A kind of Sweet and sour tenderloin is my favorite meat. No one.. It's that kind of super love you know? Therefore, the favorite sauce should be adjusted repeatedly to achieve the best taste and taste A kind of Why chicken breast? Because pork is very expensive now.. Ha ha ha ha ha ha is actually because my mother doesn't eat pork. So it won't appear in my recipe. A kind of Can 't chicken breast be made into firewood. Of course not. According to my formula, you can make it one time. The premise is that you don't cut corners and replace the ingredients back and forth. A kind of ︎ other words are for the tips at the end of the article. Preview before doing it will help improve the success rate-
Step1:Clean the chicken breast, remove the fascia and grease. Cut it into long strips with thick and thin finger
Step2:Add a spoonful of cooking win
Step3:A spoonful of sal
Step4:Peppe
Step5:Two spoonfuls of starch for tender mea
Step6:Add another egg white. Mix well (or a few drops of lemon juice
Step7:Cover or marinate for more than half an hou
Step8:The paste ingredients in the material are mixed evenly. The consistency is as shown in the figure. Don't be too thin and not easy to hang. This kind of vertical fluidity. But it can be felt that there is a certain consistenc
Step9:Meat past
Step10:Pour some oil into the pot. The oil is wider. When the oil is warm enough to put in a chopstick and there is a dense bubble around it, one by one put in the meat sticks with batter. Fry them over medium heat until they are golden on the surface and remove the
Step11:Remove the residue from the oi
Step12:When the oil temperature is as high as 70% heat, it is re fried for the second time. There are big bubbles around and the color is orange yellow. When the meat is crisp, remove it
Step13:The finished product is crisp and tender. If the oil temperature is not well controlled, the meat will be too hard or too sloughin
Step14:The sauce is mixed evenly as described in the ingredients [note - use tomato sauce. It's not sauce. Two differences
Step15:Keep the bottom oil in the pot. Put in the sauce and stir fry it to make it fragrant. The color will be more and more red
Step16:Pour in the fried crispy meat. Turn up the heat and mix quickly
Step17:Sprinkle sesame seeds out of the pot. Eat while it's hot. Crispy outside and tender insid
Step18:I forgot to take the interior details this time. I'll show you the picture I made last time. Even if the pastry is filled with strips of meat, you will know that you only need to make it right. It will be in this state every time.

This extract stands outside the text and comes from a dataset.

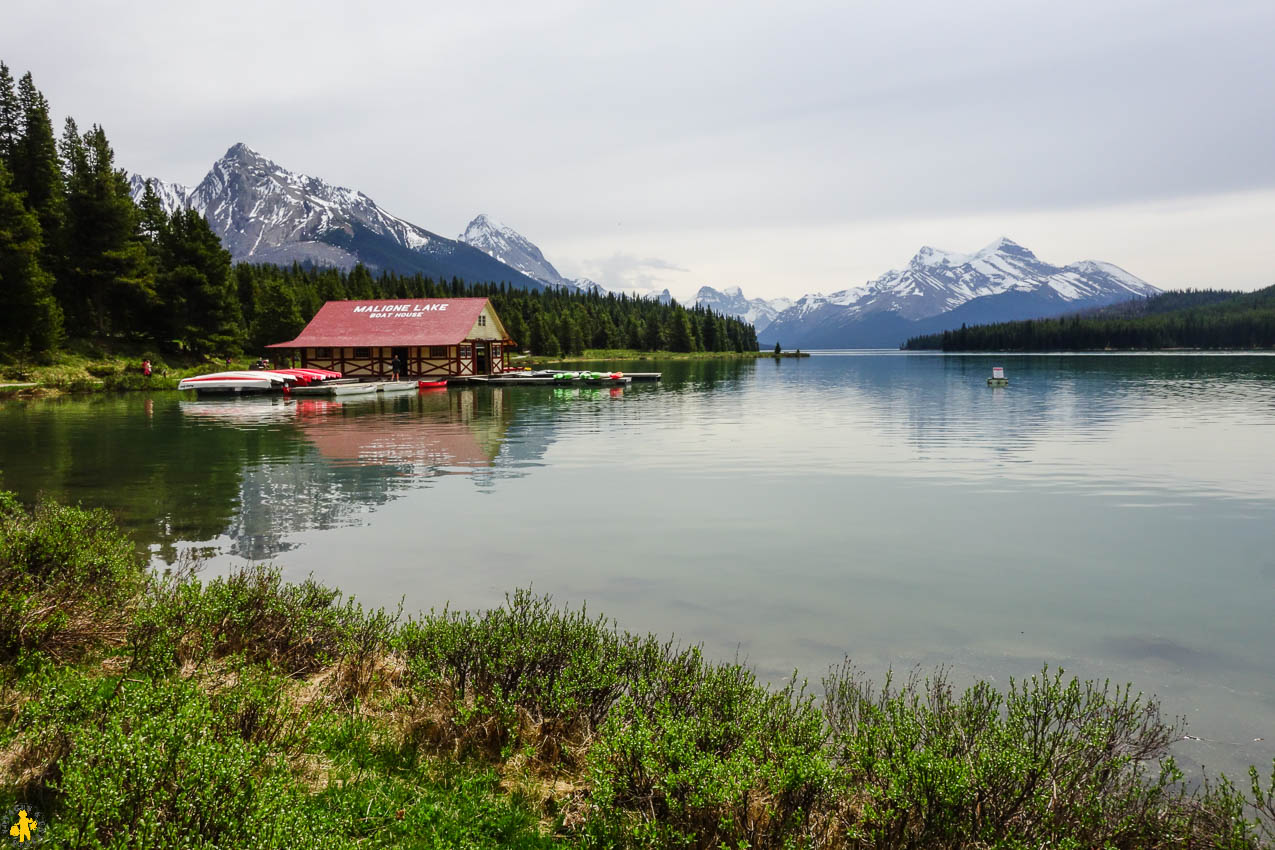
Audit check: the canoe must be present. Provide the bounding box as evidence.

Cooking tips:A kind of Chicken breast can be replaced by beef tenderloin and pork tenderloin A kind of The consistency of the paste will affect the crispness of the meat. As shown in the figure, it can drop vertically and continuously when picked up with chopsticks. It can't be too thin. 0.5g of baking powder is enough. Too much will cause the batter to burst out. A kind of Good judgment on the fire of fried meat. This step is also crucial A kind of Ketchup... It's not sauce... See clearly when buying A kind of Use white vinegar... Don't use black vinegar, balsamic vinegar, aged vinegar or the like. It's not good in taste and color A kind of It's very clear in the material. Don't ask me if I can replace it with anything. If you replace the taste, I won't be wronged if you don't give me a low score or something? Please respect the work of others. There are skills in making delicious dishes.